The city on the banks of the Euphrates River sits in the so-called Sunni Triangle, where support for Saddam was strong and rebel attacks on American forces are frequent.

Witnesses said heavy gunfire and explosions erupted when Marines moved into the center of the city. In recent months, American troops have rarely ventured into downtown Fallujah, one of the most dangerous areas in Iraq for the U.S. military.

An AP photographer saw two rebels in civilian clothes firing a mortar, and another preparing to fire a rocket-propelled grenade.

Throughout the day, the city was largely deserted with shops shuttered and residents staying indoors. U.S. troops blocked a city entrance.

In New York, ABC News President David Westin identified the slain cameraman as freelancer Burhan Mohammed Mazhour, who had been working for the network in Fallujah for two months.

"He died of gunshot wounds while covering a firefight in Fallujah," Westin said in a statement. "We are trying to confirm all the details surrounding his death and have asked the U.S. military for an investigation."

Iraqi doctors said Mazhour was shot in the head. It was unclear who killed him.

Witnesses said Mazhour and other journalists were taking cover behind a wall, with the Marines in front and the insurgents behind. After rebels fired a barrage of grenades at the U.S. troops, Mazhour peered around the wall and a bullet struck him in the forehead almost instantly.

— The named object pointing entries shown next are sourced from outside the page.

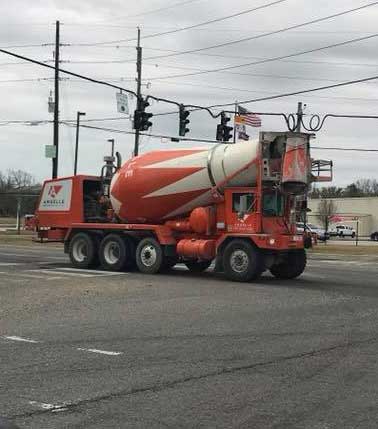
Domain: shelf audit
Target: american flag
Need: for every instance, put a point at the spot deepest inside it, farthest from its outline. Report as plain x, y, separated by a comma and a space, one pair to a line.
247, 118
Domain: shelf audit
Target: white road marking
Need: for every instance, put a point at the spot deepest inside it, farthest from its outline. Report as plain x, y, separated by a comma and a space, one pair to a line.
57, 271
93, 272
101, 352
23, 255
45, 406
36, 276
8, 264
16, 338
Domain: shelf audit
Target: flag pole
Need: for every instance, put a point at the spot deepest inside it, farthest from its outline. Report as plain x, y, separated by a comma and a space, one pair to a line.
236, 112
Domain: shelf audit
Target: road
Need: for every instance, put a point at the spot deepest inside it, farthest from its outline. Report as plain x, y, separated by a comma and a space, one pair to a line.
86, 349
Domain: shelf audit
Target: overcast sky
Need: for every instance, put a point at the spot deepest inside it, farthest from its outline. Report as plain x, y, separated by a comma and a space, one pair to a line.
25, 22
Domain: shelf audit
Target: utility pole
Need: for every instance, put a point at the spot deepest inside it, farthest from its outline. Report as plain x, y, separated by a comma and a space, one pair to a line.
56, 102
77, 139
235, 114
112, 142
299, 117
139, 85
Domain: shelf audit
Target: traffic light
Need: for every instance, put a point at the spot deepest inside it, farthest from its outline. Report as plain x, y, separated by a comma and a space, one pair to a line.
224, 132
141, 118
184, 121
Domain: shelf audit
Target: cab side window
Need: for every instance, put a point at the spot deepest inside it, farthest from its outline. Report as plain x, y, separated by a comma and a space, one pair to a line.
236, 202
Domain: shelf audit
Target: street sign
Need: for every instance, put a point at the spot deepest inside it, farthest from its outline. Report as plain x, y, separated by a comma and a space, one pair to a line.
50, 151
122, 103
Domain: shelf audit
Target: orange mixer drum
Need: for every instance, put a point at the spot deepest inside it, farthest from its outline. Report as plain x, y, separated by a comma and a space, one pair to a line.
160, 185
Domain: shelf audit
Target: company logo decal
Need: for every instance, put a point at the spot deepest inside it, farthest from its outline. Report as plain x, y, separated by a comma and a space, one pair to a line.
54, 190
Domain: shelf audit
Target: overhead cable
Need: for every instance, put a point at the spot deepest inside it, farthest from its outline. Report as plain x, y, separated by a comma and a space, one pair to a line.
260, 36
189, 27
267, 60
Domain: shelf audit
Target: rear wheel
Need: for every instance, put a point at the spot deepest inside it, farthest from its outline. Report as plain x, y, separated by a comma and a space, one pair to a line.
115, 253
242, 262
82, 250
293, 266
198, 266
149, 256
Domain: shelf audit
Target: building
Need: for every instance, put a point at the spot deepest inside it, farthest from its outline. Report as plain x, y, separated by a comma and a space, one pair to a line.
360, 212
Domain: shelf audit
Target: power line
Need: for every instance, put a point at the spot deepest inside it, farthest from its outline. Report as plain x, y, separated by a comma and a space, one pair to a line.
208, 54
282, 30
161, 9
189, 27
164, 136
194, 107
304, 91
26, 46
260, 92
267, 60
272, 76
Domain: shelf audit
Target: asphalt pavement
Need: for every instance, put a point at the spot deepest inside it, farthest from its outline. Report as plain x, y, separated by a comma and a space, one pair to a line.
93, 349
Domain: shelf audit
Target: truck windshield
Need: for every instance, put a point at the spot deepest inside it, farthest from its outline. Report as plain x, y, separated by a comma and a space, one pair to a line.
273, 204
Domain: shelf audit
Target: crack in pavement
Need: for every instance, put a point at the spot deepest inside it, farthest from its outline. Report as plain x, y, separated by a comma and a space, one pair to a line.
68, 406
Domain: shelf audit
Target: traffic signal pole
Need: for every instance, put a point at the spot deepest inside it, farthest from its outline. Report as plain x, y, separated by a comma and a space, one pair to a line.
139, 86
56, 103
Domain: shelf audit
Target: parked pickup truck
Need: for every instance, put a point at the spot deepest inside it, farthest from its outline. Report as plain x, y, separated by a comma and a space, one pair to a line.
314, 230
342, 231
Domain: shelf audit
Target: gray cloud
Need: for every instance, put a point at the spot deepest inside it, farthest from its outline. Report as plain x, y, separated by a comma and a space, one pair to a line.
26, 22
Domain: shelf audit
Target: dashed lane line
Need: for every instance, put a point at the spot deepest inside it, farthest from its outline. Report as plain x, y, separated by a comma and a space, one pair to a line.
82, 270
35, 276
101, 352
30, 255
49, 407
9, 264
21, 339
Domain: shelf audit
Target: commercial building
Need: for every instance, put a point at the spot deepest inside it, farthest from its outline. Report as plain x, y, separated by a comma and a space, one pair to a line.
360, 212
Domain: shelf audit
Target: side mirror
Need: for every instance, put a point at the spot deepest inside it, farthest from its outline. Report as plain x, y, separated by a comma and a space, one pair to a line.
243, 206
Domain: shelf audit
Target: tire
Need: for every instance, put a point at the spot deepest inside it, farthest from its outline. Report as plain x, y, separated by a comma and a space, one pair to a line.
198, 266
114, 252
149, 256
82, 250
293, 267
242, 262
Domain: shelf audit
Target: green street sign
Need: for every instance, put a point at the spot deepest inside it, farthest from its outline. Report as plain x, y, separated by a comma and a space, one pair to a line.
50, 151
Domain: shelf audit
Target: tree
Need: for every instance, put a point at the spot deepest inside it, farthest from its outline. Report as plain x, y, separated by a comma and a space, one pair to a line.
326, 209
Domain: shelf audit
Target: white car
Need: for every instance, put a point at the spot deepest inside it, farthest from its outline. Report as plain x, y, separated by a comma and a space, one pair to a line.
343, 231
313, 229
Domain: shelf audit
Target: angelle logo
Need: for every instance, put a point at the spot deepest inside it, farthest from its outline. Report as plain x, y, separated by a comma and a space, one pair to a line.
56, 196
54, 190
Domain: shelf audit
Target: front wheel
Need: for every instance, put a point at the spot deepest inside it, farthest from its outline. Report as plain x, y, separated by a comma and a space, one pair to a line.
82, 250
242, 262
293, 265
149, 256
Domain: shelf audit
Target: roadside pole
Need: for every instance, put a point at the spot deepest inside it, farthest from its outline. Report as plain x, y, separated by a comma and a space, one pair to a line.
139, 85
299, 117
18, 222
56, 103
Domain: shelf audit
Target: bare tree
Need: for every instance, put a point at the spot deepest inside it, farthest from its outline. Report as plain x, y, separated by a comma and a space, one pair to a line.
20, 179
326, 209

Diyaa al-Jumailee, a doctor at Fallujah hospital, said four other Iraqis were killed and six wounded. Witnesses said the dead included a shopowner, a customer and two bystanders.

Also Friday, Time magazine announced the shooting death of Omar Hashim Kamal, an Iraqi translator who worked in its Baghdad bureau. Kamal, who was shot Wednesday by unidentified assailants, died Friday of his wounds.

Earlier this month, an Iraqi freelance translator working for the Voice of America was shot to death along with his mother and young daughter. The killings appear to be part of a campaign by insurgents to target or intimidate Iraqis working with foreign companies and the U.S.-led coalition that is governing Iraq.

In northern Iraq, near the city of Kirkuk, four people en route to a wedding died when the vehicles they were riding in struck an anti-tank mine. The explosion in the town of Shwan injured 12 other people, police said.

Late Thursday, authorities extinguished a fire at an oil well west of Kirkuk that was bombed by insurgents the previous day. The well was not being tapped at the time of the blast and was not closely guarded, said Gen. Mohammed Amin, the Iraqi Civil Defense Corps chief in the area.

Kirkuk is one of Iraq's main oil-producing regions. Rebels have previously targeted the oil industry, blowing up pipelines, killing workers and firing rockets at the oil ministry building in Baghdad.

A pipeline in southern Iraq was on fire Friday, an official from Iraq's State Oil Marketing Organization said. Crude exports from the region were not affected, he said, and its cause was not clear.

Oil is Iraq's most valuable export, and the country must sell more to pay for rebuilding an economy shattered by wars, sanctions and misrule. Confronted with political tensions and terror attacks, Iraq's Governing Council and its American backers recognize that rising oil revenues are essential to the creation of jobs and social stability.

Also Friday, a U.N. electoral team, which will look at technical aspects of selecting Iraq's interim government in the lead-up to the June 30 transfer of sovereignty, arrived in Baghdad. The team, which includes security personnel, is led by Carina Perelli, a U.N. expert on Iraq, spokesman Fred Eckhard said in New York. A second U.N. delegation, headed by top envoy Lakhdar Brahimi, is expected in early April.